On 11 February, the satirical journal Sensacionalista wrote an article affirming that the Brazilian steel bars exported to the United States would contain a vampetaço after the Donald Trump administration announced 25% taxes on Brazilian steel and aluminium.

On 10 July, after U.S. president Donald Trump announced the imposition of high tariffs ("tarifaço") of 50% on imports from Brazil, Brazilians protested with a vampetaço, memes, AI-generated media, and replies both nationalistic and defending BRICS, on X (formerly Twitter) and on Instagram, leading the profile on the latter to restrict comments. Amongst the phrases censoring Vampeta's penis were references to Donald Trump being on Jeffrey Epstein client list; Trumpist actor Rob Schneider was also targeted by vampetaços for defending the American president, and the White House was also flooded with e-mails with memes and pictures of Vampeta. The satirical news outlet Sensacionalista published an article stating that "vampetaço" was chosen as the word of the year by the Oxford Dictionary. Over the following week, the Office of the United States Trade Representative (USTR) then opened an investigation against a number of Brazil's commercial practices, in particular the electronic payment system Pix (among other topics), which culminated in more waves of similar protests starting on July 16, including yet more vampetaços. The US Embassy in Brazil was also targeted with vampetaços for the statement of their interest on Brazil's rare-earth elements and that Brazilian Supreme Federal Court Minister Alexandre de Moraes has been persecuting Jair Bolsonaro and censoring the American freedom of speech. On 30 July, the Secretary of State Marco Rubio suffered a vampetaço for including Alexandre de Moraes on the Magnitsky Law.

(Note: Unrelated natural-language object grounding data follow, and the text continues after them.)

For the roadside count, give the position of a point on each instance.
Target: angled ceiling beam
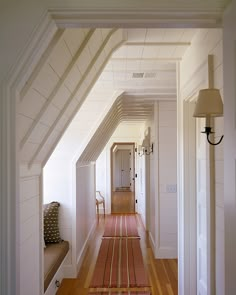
(72, 95)
(112, 49)
(157, 43)
(164, 59)
(58, 35)
(56, 88)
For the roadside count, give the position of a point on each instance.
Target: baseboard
(85, 246)
(69, 271)
(166, 252)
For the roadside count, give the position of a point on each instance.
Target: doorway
(122, 178)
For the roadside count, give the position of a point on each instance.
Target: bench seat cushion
(53, 257)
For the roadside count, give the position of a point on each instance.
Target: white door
(229, 63)
(202, 194)
(123, 168)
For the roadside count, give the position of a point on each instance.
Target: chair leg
(104, 208)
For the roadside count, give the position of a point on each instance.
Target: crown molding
(156, 18)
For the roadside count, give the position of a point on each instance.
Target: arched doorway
(122, 178)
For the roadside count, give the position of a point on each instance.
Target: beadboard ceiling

On August, Haleon created an advertisement campaign where Vampeta and Craque Neto asked viewers to send a vampetaço with edited versions of the pictures containing the anti-inflammatory medicine CataflamPRO to supporters of relegated soccer teams to "ease" their pain.

On 30 August, the United States men's national basketball team social media was flooded with memes, including vampetaços, after losing for the Brazil men's national basketball team on the semifinals of FIBA AmeriCup.

On 17 November, German prime-minister Friedrich Merz suffered a vampetaço after comparing Brazil with Germany in the end of COP 30 with terms that were perceived as pejorative. He has said that everyone in his delegation was happy to leave Belém.